Cost effective patent prosecution tips for start-ups

Dr Terence Broderick

By Dr Terence Broderick

Senior Patent Attorney

Once a patent application has been filed, there is a period of time between filing and (hopefully) grant known as prosecution. This is where you’re required to convince the patent office that your invention is worthy of a patent. Here are some tips for start-ups to ensure that you have the best chance of prosecution success even with a limited budget.

1. Provide timely instructions

Following any patent application, you’ll receive correspondence from the patent office, almost certainly accompanied by a deadline for response. Often this will require the careful drafting of arguments in support of your invention, which takes time to prepare.

Informing and instructing your patent attorney at the last minute makes this very difficult, with less time to prepare effective arguments that will progress your application. This can extend the prosecution period and increase the likelihood of incurring fines for late filings.

Contacting your attorney as soon as possible after receiving correspondence keeps the cost of prosecution to a reasonable level and duration, avoiding the need for unexpected extensions.

2. Be realistic about your invention

It’s possible that, during prosecution, a patent office will find some proof that your invention has been invented before. This may mean that your invention needs to be redefined in some way.

If this is the case, don’t panic — it’s just part of the process.
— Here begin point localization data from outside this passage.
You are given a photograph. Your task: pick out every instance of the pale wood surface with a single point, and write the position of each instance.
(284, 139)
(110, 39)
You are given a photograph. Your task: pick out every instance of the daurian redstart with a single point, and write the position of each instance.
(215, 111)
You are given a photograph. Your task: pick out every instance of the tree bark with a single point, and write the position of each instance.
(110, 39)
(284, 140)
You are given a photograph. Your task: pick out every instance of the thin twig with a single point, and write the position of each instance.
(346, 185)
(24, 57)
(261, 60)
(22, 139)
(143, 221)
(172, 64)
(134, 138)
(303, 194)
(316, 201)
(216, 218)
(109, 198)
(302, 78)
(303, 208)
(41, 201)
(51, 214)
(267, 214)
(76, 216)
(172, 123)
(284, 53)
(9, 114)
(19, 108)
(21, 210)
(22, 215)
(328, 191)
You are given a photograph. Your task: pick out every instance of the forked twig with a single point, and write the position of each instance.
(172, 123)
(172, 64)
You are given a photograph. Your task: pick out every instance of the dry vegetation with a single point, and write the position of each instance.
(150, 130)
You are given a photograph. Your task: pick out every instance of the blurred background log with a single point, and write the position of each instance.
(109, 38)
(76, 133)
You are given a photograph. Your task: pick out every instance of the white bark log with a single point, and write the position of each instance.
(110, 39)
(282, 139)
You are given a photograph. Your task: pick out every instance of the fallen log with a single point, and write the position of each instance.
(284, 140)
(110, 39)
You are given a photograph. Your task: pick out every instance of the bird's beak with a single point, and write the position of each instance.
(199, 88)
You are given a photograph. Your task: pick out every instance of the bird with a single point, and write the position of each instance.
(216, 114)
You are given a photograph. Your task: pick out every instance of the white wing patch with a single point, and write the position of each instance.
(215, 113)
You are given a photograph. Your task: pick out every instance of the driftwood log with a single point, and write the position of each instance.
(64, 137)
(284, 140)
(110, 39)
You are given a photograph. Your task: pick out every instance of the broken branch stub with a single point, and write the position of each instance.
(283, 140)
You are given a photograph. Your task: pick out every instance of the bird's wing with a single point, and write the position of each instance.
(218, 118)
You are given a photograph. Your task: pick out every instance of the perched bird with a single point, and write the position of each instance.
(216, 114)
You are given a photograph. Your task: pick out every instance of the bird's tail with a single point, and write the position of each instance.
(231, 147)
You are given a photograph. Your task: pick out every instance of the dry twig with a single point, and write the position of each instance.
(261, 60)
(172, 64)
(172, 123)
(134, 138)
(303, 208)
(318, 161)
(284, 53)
No amount of searching prior to filing a patent application will cover every document to ever be published and it’s always possible that something you never thought existed comes out of the woodwork when the patent office performs its own in-depth searches.

The important thing is to try to obtain a level of protection for your invention that covers your activities and provides an effective defence against your competitors.

3. Reuse arguments across a patent family

If you have a family of patent applications that cover the same concept in multiple territories, it’s entirely possible for the same objections and prior art documents to be cited in more than one territory.

If this happens, you could reduce the cost of your prosecution by considering the strategy and arguments applied elsewhere and using them as the basis for prosecution in another territory. While this still incurs costs, it will greatly reduce the amount required.